Harris began her writing career as an author of textbooks. The Child: Development from Birth to Adolescence, cowritten by Robert M. Liebert, was a critically well-received college textbook that presented a conventional view of child development. Charlotte Patterson, writing in Contemporary Psychology, praised The Child as "accurate and up to date on the one hand, and readable and interesting on the other." Harris had begun work on a new textbook when she had the idea that caused her to change her mind about child development. "I suddenly realized that many of the things I had been telling the readers of my textbooks were wrong," she told CA. She abandoned the textbook and instead wrote a theoretical article, published in 1995 in the journal Psychological Review. Her article, "Where Is the Child's Environment: A Group Socialization Theory of Development," won an award from the American Psychological Association in 1998, and was the starting point for The Nurture Assumption.

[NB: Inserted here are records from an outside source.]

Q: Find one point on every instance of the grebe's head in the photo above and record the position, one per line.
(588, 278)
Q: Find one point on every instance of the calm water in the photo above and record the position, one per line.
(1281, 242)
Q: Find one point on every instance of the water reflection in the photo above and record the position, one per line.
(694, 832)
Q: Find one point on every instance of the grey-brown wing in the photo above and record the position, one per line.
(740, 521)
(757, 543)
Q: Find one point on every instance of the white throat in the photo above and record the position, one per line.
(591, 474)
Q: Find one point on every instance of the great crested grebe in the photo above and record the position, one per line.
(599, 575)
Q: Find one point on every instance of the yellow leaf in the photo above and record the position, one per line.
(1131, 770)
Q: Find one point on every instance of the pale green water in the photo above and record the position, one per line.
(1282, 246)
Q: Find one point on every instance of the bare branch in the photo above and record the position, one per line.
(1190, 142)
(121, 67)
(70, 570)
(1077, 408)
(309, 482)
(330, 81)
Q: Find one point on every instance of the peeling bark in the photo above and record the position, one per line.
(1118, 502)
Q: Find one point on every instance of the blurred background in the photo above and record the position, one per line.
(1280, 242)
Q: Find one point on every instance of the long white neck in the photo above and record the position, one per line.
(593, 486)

In No Two Alike: Human Nature and Human Individuality, Harris takes another look at personality development, this time addressing the question of how each human being can be unique. Even identical twins, who have the same genes and grow up in the same environment, develop distinct and individual personalities. This volume does much to reiterate Harris's findings from her earlier work, The Nurture Assumption. In the new work, Harris practices her same method of investigation, studying individuals with the same genes who have been raised in different environments, and conversely, those with different genes raised in identical environments. The idea is to see whether there are significantly different personality traits in either case. As in her earlier study, Harris determines that the home environment may have short-term but no permanent effects on a child's personality. A contributor for Kirkus Reviews was somewhat skeptical of the results as stated by the book, stating that "there is something a little too rational and static, a little too game-theoretical in Harris's approach." William Saletan in the New York Times Book Review remarked: "Harris the author scrupulously follows clues; Harris the protagonist drives the story forward through force of character, arriving at a theory of personality that could be said to describe herself." E. James Lieberman, in a review for the Library Journal, found that "Harris makes behavioral genetics and evolutionary psychology enjoyable and accessible to general readers."

Harris told CA: "I became a writer because it was something I could do at home. I've been more or less stuck at home for the past thirty years, due to chronic health problems. Because I cannot travel, it has been a source of great satisfaction to see my ideas traveling around the world."

BIOGRAPHICAL AND CRITICAL SOURCES:

PERIODICALS

Contemporary Psychology, January, 1985, Charlotte Patterson, review of The Child: Development from Birth through Adolescence, pp. 78-79.

Kirkus Reviews, December 15, 2005, review of No Two Alike: Human Nature and Human Individuality, p. 1301.

Library Journal, February 1, 2006, E. James Lieberman, review of No Two Alike, p. 95.

Newsweek, September 7, 1998, Sharon Begley, "The Parent Trap," pp. 52-57.

New York Times Book Review, September 13, 1998, Carol Tavris, review of The Nurture Assumption: Why Children Turn out the Way They Do, pp. 14-15; March 5, 2006, William Saletan, "Irreconcilable Differences" review of No Two Alike.

Publishers Weekly, August 10, 1998, p. 380.

USA Today, August 24, 1998, review of The Nurture Assumption, p. 67.